EUROPE NEWS: Big and bigger


In the not-too-distant past, senior staff at CBRE Investors in Europe were wondering what they could do to spice up the platform. Its UK business, in particular, had gained a reputation for specialising in industrial deals – hardly a glamorous area – and it lacked a full spectrum of European funds. Now that the ink is dry on its $1.2 billion takeover of ING Real Estate Investment Management (REIM), the newly named CBRE Global Investors can look forward to new product launches utilising its engorged 600-strong investor base.

Speaking to PERE in the wake of the completion of CBRE’s takeover of ING, CBRE Global Investors’ global president Matt Khourie said the firm intends to launch “one or two new” products next year. Given the banking issues in Europe, one of the funds it is eyeing in the region is a distressed debt offering.

Khourie stressed that launching a European distressed debt fund would be leveraging off the firm’s existing track record, as CBRE Global Investors already has a real estate debt platform in North America, which it started in 2008 in response to dislocation in the US capital markets. Called CBRE Capital Partners, it is headed by Ethan Penner and manages two debt funds that have been gaining some traction this year.

According to a report published earlier this year, CBRE Capital Partners finished the second quarter with a “flurry of loan activity,” providing optimism for a European version. Giving a flavour of the types of situations the debt funds have become involved with, CBRE Capital Partners said its main fund had closed on $135 million in deals including three new first mortgage loans backed by hotels and one by a pool of office properties. It also closed on an investment into a low-leveraged B-note backed by an office property and a junior class investment in a pool of first mortgages backed by multifamily properties. In the second vehicle, called the Special Situations fund, it closed a preferred equity investment backed by a pool of properties for $37 million.

Of course, the opportunity to replicate success of US debt funds in Europe is not lost on other firms. For example, Prudential Real Estate Investors raised €554 million for such a strategy in June. At the same time, The Blackstone Group is raising Blackstone Real Estate Special Situations Europe, knowing that banks and borrowers are creaking. LaSalle Investment Management is deploying capital primarily in the UK debt space via a special situations vehicle that could be expanded to Germany and France.
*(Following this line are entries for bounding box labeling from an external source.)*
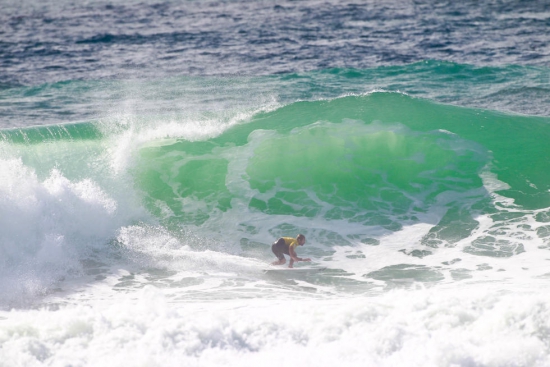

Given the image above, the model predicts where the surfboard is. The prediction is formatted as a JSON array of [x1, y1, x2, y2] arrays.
[[264, 267, 327, 275]]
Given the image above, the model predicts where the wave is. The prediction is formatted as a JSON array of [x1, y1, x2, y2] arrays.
[[0, 92, 550, 308]]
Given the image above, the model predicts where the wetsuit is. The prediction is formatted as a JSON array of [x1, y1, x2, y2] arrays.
[[271, 237, 298, 260]]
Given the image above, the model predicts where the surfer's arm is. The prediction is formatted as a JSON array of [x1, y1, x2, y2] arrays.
[[288, 246, 302, 261], [288, 246, 311, 261]]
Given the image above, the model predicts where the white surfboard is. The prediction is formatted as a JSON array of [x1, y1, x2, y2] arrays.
[[264, 266, 327, 275]]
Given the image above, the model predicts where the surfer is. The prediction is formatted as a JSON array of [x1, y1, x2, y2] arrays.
[[271, 234, 311, 268]]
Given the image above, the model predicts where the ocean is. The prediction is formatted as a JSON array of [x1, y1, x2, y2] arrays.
[[0, 0, 550, 367]]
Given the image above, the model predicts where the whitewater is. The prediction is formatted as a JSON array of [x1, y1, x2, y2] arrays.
[[0, 0, 550, 367]]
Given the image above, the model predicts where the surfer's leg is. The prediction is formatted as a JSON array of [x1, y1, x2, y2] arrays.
[[271, 239, 286, 265]]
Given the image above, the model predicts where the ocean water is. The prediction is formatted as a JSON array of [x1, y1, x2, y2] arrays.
[[0, 0, 550, 367]]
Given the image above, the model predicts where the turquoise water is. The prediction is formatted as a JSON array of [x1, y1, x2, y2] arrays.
[[0, 0, 550, 366]]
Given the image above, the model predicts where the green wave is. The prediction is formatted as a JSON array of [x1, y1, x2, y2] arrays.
[[135, 93, 550, 229]]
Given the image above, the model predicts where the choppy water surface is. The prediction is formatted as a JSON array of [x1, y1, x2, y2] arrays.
[[0, 1, 550, 366]]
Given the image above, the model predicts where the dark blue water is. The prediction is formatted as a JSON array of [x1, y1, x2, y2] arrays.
[[0, 0, 550, 88]]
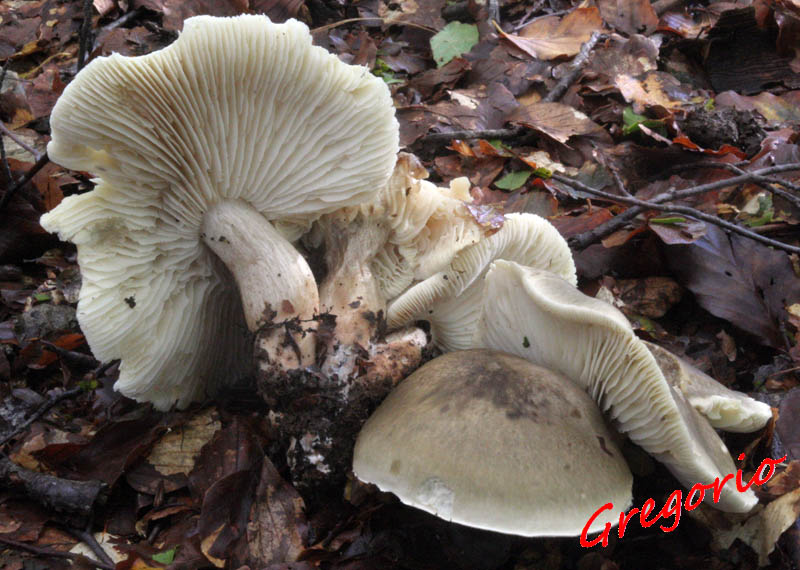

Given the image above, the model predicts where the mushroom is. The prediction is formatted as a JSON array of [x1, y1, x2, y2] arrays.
[[353, 350, 632, 536], [475, 260, 767, 512], [643, 341, 772, 433], [308, 153, 486, 380], [41, 15, 398, 409], [387, 214, 577, 351]]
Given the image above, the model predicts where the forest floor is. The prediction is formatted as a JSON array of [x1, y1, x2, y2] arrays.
[[0, 0, 800, 570]]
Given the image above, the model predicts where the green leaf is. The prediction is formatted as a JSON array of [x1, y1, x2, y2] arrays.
[[431, 22, 478, 67], [494, 170, 532, 190], [622, 107, 666, 135], [372, 58, 403, 85], [151, 546, 178, 564]]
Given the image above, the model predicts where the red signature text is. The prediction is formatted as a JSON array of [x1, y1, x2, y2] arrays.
[[580, 453, 786, 548]]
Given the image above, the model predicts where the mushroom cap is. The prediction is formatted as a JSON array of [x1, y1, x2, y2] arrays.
[[387, 214, 577, 351], [476, 261, 757, 512], [353, 350, 633, 536], [41, 15, 398, 409], [642, 341, 772, 433]]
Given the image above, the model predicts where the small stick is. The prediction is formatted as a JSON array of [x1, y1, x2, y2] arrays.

In addition, it is thought that Goldman Sachs is weighing a Europe distressed real estate debt vehicle.

CBRE Global Investors, however, will not focus solely on new products next year. Khourie noted that the firm wants to grow its existing open-ended, pan-European core fund that is a legacy from the former CBRE Investors business. It also will seek to add more equity to a European shopping centre vehicle, which was launched by ING REIM in March 2010.

“We have had some good success raising capital this year,” said Khourie. “With the merger now behind us, I think we are going to have better success and create additional capital over the next 12 months.”
With 600 investors worldwide, it should to be possible to raise extra equity, and that will be a good test of the benefits of the merger.